An example of “fish sighting the fly” would be river fishing.  The Mississippi River has a turbidity gauge at Natchez and though I don’t fish Natchez, the river flows at 5 miles an hour making it a safe assumption that the turbidity in Natchez and Vickburg are roughly the same.   Back to my “rule of fives”, I look for a turbidity reading of 50 or less for the river.  If you can’t see the fly in five or six inches, the fish probably can’t either and fishing won’t be good, based on experience.

Of course, one can’t just take one reading and go by it solely.  In the area I fish, there is more than one gauge.  I read them all and compare the readings.  Right now for example, the further back you go in the marsh, the higher the turbidity.  What’s that mean?

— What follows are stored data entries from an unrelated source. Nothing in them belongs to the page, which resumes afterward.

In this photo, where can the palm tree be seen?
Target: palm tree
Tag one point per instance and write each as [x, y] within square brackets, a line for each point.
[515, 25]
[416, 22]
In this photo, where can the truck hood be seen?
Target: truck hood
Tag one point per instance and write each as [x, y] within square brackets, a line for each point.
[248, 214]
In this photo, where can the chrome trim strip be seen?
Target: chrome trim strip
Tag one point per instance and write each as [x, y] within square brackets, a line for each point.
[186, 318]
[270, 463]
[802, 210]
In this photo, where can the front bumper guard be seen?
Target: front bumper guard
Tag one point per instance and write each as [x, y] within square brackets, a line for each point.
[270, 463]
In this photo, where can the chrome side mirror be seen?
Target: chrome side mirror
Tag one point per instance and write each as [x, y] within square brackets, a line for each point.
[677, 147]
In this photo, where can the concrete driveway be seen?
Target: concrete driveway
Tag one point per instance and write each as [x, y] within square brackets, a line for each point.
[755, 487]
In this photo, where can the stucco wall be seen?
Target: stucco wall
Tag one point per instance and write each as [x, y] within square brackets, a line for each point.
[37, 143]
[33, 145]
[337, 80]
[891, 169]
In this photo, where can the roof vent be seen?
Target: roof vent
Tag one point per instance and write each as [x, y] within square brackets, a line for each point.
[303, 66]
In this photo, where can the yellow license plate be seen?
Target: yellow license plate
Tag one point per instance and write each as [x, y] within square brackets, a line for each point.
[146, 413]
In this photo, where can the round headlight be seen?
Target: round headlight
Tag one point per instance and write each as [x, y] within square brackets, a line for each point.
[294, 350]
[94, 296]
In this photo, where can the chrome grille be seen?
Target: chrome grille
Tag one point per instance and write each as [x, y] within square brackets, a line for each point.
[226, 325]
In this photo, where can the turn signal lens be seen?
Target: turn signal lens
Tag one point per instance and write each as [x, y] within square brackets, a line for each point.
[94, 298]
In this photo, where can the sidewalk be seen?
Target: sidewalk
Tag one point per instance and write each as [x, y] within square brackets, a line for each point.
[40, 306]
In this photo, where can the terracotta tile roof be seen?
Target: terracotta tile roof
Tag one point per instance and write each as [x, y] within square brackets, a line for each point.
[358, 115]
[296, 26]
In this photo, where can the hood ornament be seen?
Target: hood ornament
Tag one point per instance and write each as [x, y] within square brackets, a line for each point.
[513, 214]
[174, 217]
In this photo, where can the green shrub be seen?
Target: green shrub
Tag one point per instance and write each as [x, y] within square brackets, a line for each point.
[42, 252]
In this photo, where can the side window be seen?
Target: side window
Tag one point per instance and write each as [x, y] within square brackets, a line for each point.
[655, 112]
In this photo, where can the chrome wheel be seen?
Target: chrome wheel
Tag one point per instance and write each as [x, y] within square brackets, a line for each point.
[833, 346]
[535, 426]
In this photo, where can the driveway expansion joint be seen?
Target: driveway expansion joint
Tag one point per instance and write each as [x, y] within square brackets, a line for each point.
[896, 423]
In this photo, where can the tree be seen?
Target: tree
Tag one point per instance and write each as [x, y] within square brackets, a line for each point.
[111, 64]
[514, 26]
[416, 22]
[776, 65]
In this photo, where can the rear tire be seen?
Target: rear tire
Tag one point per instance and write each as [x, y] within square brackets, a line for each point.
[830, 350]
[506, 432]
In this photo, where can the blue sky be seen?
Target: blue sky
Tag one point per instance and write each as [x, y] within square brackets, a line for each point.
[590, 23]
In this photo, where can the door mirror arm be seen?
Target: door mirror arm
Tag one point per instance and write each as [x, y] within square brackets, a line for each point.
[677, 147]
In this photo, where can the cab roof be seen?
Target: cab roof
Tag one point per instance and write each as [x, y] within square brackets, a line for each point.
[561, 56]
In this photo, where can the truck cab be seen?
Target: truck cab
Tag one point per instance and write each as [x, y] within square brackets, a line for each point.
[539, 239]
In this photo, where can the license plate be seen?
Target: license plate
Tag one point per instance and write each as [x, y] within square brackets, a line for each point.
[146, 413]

Well, because I have observed it with my own eyes, I think it’s just because we had little rain and no hurricanes and the back marsh needs a good flushing, but that’s just my opinion.

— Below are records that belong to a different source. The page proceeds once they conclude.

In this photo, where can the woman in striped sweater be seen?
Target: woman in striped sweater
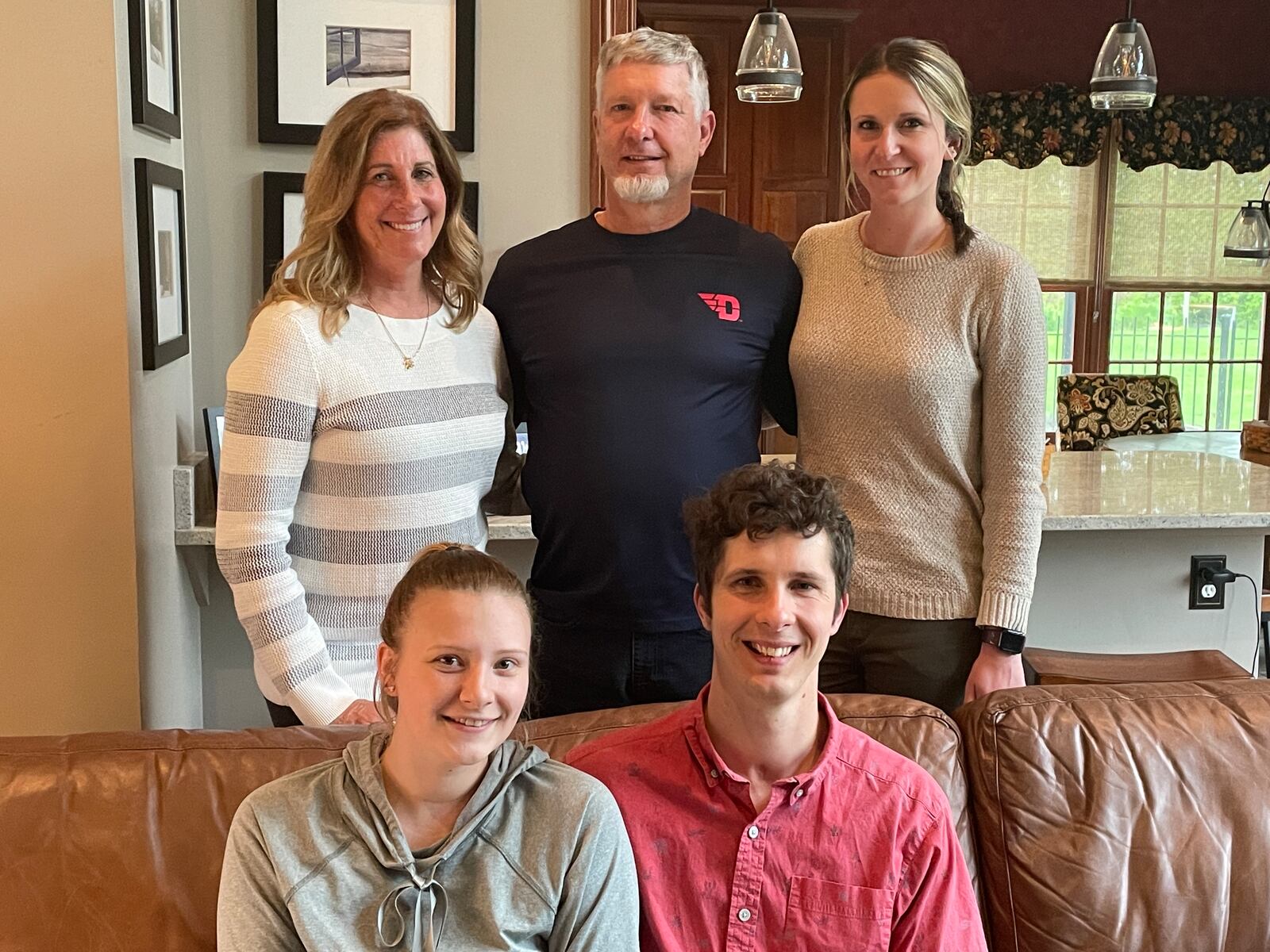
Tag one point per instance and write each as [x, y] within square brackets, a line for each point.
[368, 414]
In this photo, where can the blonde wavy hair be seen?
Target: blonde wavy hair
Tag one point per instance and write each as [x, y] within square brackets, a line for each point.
[941, 86]
[328, 268]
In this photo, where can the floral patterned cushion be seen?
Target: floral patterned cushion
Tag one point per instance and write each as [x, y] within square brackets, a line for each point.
[1092, 408]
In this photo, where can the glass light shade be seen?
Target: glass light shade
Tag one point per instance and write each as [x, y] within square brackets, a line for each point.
[1250, 234]
[1124, 74]
[770, 69]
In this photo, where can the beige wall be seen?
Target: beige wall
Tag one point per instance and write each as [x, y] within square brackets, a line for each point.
[67, 570]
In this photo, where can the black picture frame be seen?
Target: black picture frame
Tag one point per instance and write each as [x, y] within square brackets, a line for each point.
[270, 129]
[214, 420]
[152, 270]
[279, 184]
[146, 113]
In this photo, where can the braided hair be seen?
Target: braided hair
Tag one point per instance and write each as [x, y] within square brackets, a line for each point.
[939, 82]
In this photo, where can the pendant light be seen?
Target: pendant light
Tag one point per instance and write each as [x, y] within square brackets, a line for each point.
[1249, 238]
[1124, 74]
[770, 69]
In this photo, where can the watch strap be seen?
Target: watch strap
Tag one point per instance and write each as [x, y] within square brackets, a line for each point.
[1005, 639]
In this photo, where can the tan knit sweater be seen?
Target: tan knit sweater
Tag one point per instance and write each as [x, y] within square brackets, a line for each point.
[921, 387]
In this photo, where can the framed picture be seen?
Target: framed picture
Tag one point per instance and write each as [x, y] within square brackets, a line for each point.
[156, 74]
[214, 428]
[162, 263]
[285, 215]
[315, 55]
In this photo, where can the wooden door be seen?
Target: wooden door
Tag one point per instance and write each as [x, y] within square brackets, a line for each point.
[774, 167]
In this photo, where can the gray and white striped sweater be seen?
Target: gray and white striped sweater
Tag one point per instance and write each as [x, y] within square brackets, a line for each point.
[337, 466]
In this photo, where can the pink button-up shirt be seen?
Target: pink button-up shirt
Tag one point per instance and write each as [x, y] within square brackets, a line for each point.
[857, 854]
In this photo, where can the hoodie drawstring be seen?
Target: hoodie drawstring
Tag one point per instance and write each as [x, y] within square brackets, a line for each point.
[391, 907]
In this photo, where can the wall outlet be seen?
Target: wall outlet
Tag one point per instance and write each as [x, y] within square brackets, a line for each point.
[1206, 594]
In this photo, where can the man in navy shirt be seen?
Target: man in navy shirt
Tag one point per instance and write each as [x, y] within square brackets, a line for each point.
[645, 343]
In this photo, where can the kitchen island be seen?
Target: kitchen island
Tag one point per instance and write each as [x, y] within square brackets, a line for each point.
[1114, 565]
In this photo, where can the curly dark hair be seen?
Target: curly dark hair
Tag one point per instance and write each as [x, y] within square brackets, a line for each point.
[759, 501]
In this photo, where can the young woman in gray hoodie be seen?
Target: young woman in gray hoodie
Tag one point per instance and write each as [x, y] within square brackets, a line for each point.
[442, 835]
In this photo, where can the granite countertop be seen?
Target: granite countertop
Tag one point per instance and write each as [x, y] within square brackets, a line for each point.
[1155, 489]
[1130, 489]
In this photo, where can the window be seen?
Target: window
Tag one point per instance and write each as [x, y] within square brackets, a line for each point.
[1162, 298]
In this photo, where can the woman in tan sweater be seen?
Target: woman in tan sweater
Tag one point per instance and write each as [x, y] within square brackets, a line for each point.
[920, 367]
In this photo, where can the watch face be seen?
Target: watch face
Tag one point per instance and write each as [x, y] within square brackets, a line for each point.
[1011, 641]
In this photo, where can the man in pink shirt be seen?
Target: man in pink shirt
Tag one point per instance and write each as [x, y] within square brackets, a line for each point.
[761, 822]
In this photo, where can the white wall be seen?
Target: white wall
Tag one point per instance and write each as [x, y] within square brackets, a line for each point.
[530, 160]
[168, 622]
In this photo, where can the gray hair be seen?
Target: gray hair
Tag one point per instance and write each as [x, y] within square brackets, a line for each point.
[652, 46]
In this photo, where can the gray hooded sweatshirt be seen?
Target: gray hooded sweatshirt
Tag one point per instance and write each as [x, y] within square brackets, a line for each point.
[537, 860]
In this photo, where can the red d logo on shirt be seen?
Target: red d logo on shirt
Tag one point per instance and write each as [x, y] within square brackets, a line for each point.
[724, 305]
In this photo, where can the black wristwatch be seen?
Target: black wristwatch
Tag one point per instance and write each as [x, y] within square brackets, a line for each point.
[1006, 639]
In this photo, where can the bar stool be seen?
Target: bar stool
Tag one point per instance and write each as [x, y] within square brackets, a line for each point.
[1081, 668]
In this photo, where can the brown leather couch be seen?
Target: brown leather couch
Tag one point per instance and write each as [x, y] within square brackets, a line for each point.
[1095, 818]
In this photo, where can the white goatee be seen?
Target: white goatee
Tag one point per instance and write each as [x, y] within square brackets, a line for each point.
[641, 190]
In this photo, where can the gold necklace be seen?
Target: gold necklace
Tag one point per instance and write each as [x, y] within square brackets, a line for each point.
[406, 359]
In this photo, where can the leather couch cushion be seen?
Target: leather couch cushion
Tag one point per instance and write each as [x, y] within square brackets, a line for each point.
[1124, 818]
[114, 842]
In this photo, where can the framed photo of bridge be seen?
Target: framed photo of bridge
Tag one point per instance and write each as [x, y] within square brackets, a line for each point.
[163, 277]
[156, 76]
[313, 56]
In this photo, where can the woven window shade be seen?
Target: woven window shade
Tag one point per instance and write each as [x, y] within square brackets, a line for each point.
[1045, 213]
[1170, 224]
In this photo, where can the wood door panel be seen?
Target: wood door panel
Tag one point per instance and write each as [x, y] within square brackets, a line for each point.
[714, 200]
[789, 213]
[727, 164]
[802, 139]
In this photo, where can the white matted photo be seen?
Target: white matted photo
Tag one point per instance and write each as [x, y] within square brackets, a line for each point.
[154, 65]
[168, 291]
[315, 55]
[162, 263]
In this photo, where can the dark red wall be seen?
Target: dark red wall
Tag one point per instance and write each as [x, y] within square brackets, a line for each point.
[1216, 48]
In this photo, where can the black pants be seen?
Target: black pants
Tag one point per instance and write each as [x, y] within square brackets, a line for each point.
[582, 666]
[929, 660]
[283, 716]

But don’t forget other factors that can affect water clarity.  In 2010 there was tremendous flood on the Mississippi River and my marsh trip to Louisiana was in the midst of it.  I remember standing at the ramp and looking at the cafe’ au lait colored water and thinking “there’s no way we will be able to see a fish”.  But, our very experienced guide took us back into some thick grass flats and suddenly I could see a shell on the bottom in two feet of water.  Grass can clear up the dirtiest water.  And the other nice thing about aquatic grasses is, red fish love it!